All of that and more already happened around Saturn with the recently-completed Cassini mission.
Cassini didn’t just learn about the physical and atmospheric properties of Saturn, although it did that spectacularly. It didn’t just image and learn about the rings, although it did that too. What’s most incredible is that we observed changes and transient events that we never would have predicted.
- Saturn exhibited seasonal changes, which corresponded to chemical and color changes around its poles.
- A colossal storm developed on Saturn, encircling the planet and lasting for many months.
- Saturn’s rings were found to have intense vertical structures and to change over time; they’re dynamic and not static, and they’re even in the process of rapidly evaporating.
All of this provided a laboratory to teach us about planet-and-moon formation, and the evolution and composition of the Saturnian atmosphere. And, with Cassini data, we solved old problems and discovered new mysteries about a wide variety of its moons, including the spectacular Iapetus, Titan, and Enceladus, among others.
There’s little doubt we’d want to do the same for Uranus and Neptune. So far, with the exception of the Voyager 2 flyby back in the 1980s — a flyby conducted with 1970s-era technology on board — we’ve only studied these worlds from afar. But there is a tremendous hope for a future mission only a few years from now, as launch windows for missions to Uranus open up.
One of the major, flagship-class missions proposed to NASA’s planetary science decadal survey in 2011 was a Uranus probe and orbiter; it was ranked #3, but in the most recent planetary science decadal, it was ranked as the highest-priority planetary flagship mission. Right now, the target is to launch the mission in 2031, where a Jupiter gravity assist would enable arrival at Uranus in 2044. The science phase, at that point, would last for between 4-and-5 years and would include multiple close flybys of each of Uranus’s 5 major moons, and would study Uranus’s rings and atmosphere as well.
Uranus, as well as its outer neighbor, Neptune, should both have enormous liquid oceans beneath their atmospheres, which an orbiter should be able to discover for certain. The mission could also include an atmospheric probe, with the potential to measure cloud-forming molecules, heat distribution, and how wind speed changes with depth.
Just a little bit of simple math shows us why we’re headed to explore Uranus at just the right time.
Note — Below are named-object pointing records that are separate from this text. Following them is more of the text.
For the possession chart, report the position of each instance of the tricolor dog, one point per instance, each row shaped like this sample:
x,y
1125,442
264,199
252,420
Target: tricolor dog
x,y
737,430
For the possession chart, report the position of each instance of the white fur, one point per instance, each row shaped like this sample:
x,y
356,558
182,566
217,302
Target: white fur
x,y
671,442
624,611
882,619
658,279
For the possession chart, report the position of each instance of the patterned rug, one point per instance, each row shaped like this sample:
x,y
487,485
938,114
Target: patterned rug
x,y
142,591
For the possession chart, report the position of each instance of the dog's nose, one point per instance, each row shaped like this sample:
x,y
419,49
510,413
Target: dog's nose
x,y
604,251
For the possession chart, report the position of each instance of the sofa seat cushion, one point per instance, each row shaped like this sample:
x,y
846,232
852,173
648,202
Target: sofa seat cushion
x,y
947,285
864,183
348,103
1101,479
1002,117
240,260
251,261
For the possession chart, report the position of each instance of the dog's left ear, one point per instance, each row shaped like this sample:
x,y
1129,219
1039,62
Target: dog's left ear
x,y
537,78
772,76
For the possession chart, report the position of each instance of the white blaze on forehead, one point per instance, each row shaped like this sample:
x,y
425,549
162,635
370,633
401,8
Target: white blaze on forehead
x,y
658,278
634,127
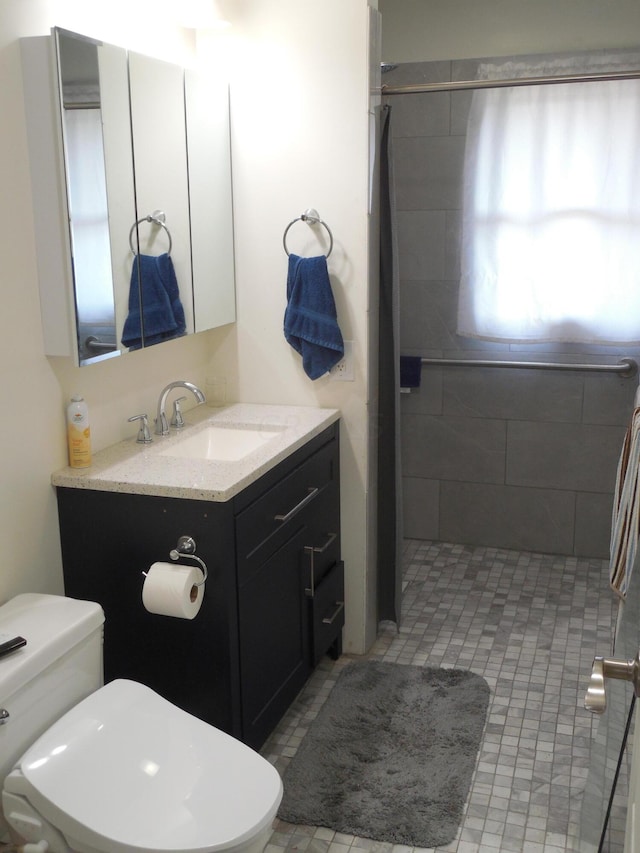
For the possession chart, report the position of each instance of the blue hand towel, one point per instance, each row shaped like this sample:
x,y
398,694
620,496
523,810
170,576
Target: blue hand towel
x,y
154,289
410,371
310,319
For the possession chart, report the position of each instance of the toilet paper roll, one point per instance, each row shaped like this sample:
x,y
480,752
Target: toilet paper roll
x,y
171,590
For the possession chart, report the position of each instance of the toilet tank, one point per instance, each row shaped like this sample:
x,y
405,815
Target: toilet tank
x,y
60,665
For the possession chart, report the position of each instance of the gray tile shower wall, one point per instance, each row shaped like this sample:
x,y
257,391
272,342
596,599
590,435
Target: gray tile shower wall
x,y
496,457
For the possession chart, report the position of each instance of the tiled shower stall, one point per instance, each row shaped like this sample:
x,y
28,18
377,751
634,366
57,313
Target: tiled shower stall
x,y
511,458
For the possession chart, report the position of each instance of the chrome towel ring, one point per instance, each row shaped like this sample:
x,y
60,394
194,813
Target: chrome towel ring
x,y
158,218
313,218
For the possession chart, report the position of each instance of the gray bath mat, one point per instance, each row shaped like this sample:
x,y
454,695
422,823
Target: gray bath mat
x,y
390,755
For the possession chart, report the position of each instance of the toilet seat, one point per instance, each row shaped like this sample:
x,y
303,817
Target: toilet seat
x,y
127,771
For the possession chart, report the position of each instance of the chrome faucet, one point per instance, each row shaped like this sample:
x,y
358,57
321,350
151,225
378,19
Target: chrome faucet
x,y
162,426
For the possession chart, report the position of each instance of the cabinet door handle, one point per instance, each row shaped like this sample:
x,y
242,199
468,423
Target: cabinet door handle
x,y
320,549
296,509
328,620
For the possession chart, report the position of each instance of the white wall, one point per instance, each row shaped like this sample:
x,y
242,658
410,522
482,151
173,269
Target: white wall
x,y
417,30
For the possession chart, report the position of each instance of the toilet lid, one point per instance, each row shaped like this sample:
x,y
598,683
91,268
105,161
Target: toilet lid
x,y
126,770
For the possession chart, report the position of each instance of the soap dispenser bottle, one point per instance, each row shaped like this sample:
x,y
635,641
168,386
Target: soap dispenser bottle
x,y
78,433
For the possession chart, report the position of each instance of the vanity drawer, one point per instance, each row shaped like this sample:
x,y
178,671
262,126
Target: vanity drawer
x,y
327,606
290,503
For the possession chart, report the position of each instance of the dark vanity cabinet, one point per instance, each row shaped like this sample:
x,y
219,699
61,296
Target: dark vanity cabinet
x,y
273,602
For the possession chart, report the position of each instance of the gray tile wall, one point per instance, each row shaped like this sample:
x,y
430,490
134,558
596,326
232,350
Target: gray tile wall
x,y
511,458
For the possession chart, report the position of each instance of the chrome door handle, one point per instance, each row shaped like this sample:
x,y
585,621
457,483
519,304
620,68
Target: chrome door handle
x,y
329,620
287,516
627,670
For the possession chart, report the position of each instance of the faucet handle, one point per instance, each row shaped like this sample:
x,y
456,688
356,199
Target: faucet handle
x,y
144,435
177,421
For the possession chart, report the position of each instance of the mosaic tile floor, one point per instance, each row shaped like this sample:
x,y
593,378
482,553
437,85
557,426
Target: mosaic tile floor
x,y
530,624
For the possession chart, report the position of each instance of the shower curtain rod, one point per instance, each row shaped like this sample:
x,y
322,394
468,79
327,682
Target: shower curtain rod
x,y
627,368
456,85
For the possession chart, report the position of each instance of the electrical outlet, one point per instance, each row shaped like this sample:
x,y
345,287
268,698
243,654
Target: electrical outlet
x,y
343,370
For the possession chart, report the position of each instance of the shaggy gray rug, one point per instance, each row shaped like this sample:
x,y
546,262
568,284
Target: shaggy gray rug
x,y
390,755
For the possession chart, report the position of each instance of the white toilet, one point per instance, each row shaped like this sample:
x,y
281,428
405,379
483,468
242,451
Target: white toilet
x,y
114,768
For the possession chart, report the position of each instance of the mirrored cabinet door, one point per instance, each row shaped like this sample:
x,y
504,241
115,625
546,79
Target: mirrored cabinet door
x,y
131,182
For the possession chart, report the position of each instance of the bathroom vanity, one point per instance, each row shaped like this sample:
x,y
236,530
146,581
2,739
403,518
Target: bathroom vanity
x,y
267,526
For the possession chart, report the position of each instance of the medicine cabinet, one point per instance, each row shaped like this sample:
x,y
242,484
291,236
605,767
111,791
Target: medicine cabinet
x,y
131,183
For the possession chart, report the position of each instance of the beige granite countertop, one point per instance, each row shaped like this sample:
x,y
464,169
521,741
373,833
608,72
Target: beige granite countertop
x,y
143,469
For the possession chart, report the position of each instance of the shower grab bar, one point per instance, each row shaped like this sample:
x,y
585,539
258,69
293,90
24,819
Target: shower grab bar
x,y
627,368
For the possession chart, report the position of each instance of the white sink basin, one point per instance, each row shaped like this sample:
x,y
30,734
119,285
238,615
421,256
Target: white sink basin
x,y
227,443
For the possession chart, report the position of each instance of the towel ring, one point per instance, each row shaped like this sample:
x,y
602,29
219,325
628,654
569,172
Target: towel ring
x,y
157,217
312,217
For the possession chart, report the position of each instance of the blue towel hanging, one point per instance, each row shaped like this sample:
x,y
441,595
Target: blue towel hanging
x,y
155,310
310,319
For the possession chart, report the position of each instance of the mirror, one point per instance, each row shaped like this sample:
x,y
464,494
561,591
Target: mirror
x,y
141,152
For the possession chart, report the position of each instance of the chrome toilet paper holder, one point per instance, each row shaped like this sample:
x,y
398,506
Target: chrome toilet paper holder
x,y
186,548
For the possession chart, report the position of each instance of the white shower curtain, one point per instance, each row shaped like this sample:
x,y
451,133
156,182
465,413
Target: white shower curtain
x,y
551,213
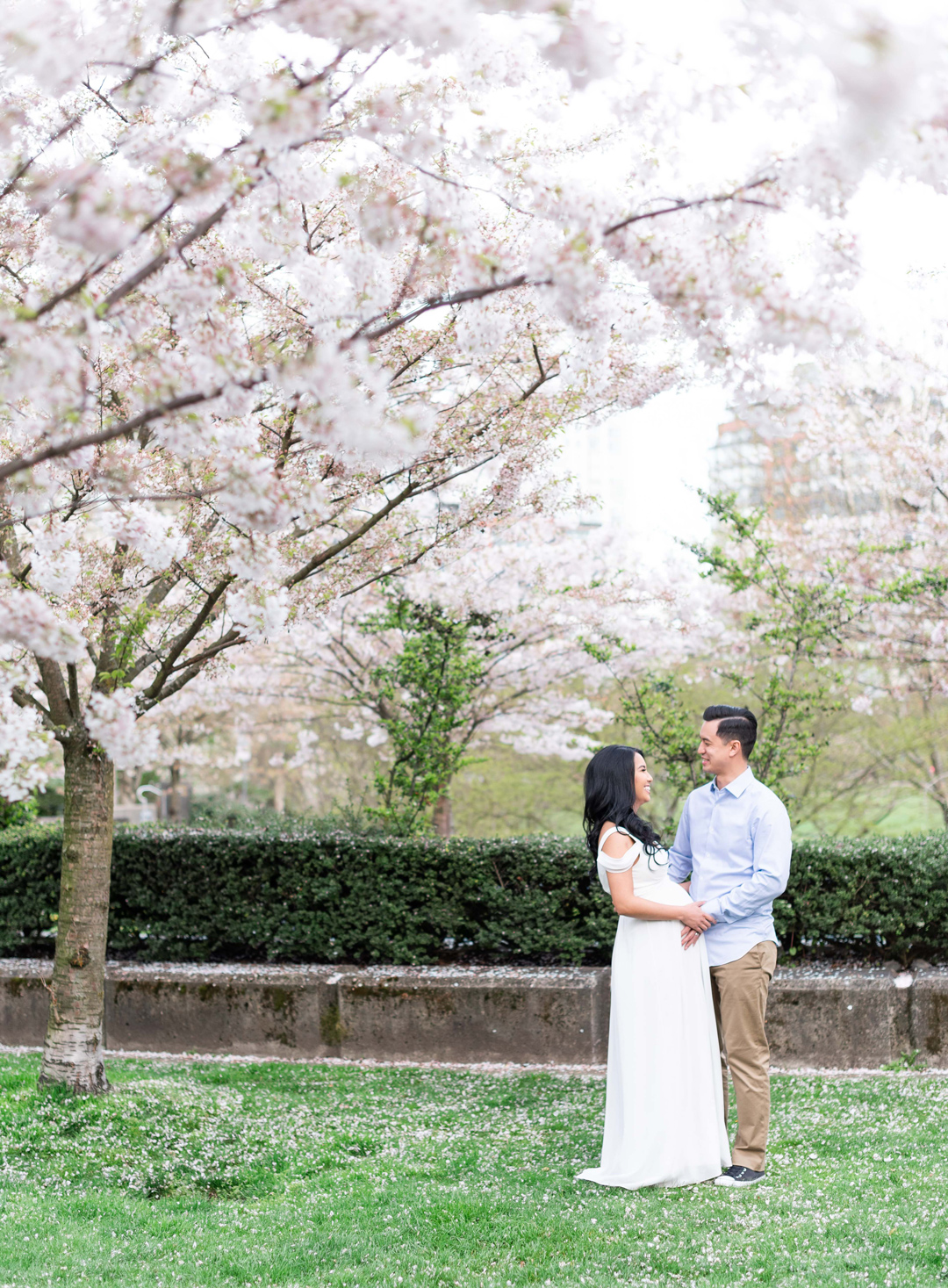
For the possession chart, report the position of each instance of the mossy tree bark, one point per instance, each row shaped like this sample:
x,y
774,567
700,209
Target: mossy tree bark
x,y
75,1037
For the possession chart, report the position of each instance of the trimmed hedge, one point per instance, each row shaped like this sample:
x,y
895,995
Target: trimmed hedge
x,y
187,894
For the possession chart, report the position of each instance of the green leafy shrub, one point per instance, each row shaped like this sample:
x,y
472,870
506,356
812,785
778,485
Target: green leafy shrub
x,y
306,894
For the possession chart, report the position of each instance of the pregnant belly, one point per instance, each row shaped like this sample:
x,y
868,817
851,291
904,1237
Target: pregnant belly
x,y
662,890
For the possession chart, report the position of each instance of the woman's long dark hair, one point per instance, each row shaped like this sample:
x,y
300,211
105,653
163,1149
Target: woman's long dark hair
x,y
611,795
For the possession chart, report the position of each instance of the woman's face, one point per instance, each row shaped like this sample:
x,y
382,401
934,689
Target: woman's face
x,y
642,782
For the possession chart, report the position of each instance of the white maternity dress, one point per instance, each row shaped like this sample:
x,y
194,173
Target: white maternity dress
x,y
664,1108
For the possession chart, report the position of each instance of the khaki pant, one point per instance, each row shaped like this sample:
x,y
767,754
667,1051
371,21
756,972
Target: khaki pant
x,y
740,992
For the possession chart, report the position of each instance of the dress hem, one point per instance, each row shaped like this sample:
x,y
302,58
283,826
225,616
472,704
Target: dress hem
x,y
614,1183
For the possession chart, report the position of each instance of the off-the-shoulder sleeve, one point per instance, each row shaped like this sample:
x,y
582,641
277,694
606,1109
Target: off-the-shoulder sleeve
x,y
621,865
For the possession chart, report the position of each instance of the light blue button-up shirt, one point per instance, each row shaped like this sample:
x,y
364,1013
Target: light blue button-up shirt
x,y
736,844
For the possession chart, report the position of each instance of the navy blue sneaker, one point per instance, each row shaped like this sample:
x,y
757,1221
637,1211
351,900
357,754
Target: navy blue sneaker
x,y
742,1176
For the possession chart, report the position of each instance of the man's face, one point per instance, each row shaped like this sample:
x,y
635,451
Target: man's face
x,y
716,756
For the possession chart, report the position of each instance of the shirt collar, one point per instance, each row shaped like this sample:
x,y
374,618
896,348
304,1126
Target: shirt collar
x,y
737,788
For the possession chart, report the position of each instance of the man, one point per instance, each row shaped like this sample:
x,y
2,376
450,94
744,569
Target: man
x,y
735,843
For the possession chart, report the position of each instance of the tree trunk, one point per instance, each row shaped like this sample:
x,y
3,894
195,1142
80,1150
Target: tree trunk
x,y
443,824
75,1037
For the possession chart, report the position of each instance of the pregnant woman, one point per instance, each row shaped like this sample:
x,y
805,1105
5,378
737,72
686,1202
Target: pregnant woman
x,y
664,1109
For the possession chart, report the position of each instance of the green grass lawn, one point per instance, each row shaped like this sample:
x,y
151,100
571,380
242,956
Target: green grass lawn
x,y
328,1175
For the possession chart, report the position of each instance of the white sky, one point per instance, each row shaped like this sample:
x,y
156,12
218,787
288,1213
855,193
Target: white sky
x,y
647,464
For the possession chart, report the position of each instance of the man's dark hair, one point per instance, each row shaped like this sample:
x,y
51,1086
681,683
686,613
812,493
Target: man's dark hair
x,y
736,723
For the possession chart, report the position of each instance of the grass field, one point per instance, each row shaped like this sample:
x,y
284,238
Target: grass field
x,y
328,1175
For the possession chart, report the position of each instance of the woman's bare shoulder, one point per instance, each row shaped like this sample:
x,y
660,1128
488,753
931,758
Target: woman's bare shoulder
x,y
617,844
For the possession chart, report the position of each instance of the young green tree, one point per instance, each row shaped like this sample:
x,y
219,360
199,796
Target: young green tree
x,y
780,657
421,697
- In 1986, Uranus was at solstice, appearing bland and featureless due to the Sun heating one of its poles, not the entire, rapidly rotating planet.
- In 2007, Uranus was at equinox, displaying rapidly evolving atmospheric features and auroral activity.
- In 2028, Uranus will be at solstice once again, where the opposite pole from 1986 faces the Sun, and where it will again become largely featureless in appearance.
- And by the time that this new mission arrives at Uranus, in 2044, it will be close to equinox once again. If the mission survives into its fifth year, in 2049, it will be in great position to monitor the planet’s changes as it reaches equinox: exactly the conditions we’d ideally want to observe.
Neptune and Uranus may look similar to us in terms of mass, temperature, and distance, but they may truly be as different, from one another and also from the other gas giant planets, as Earth is from Venus. There’s only so much we can do with telescopes from afar; to take the next step in understanding the objects in our Solar System, there’s no substitute for a thorough, up-close examination.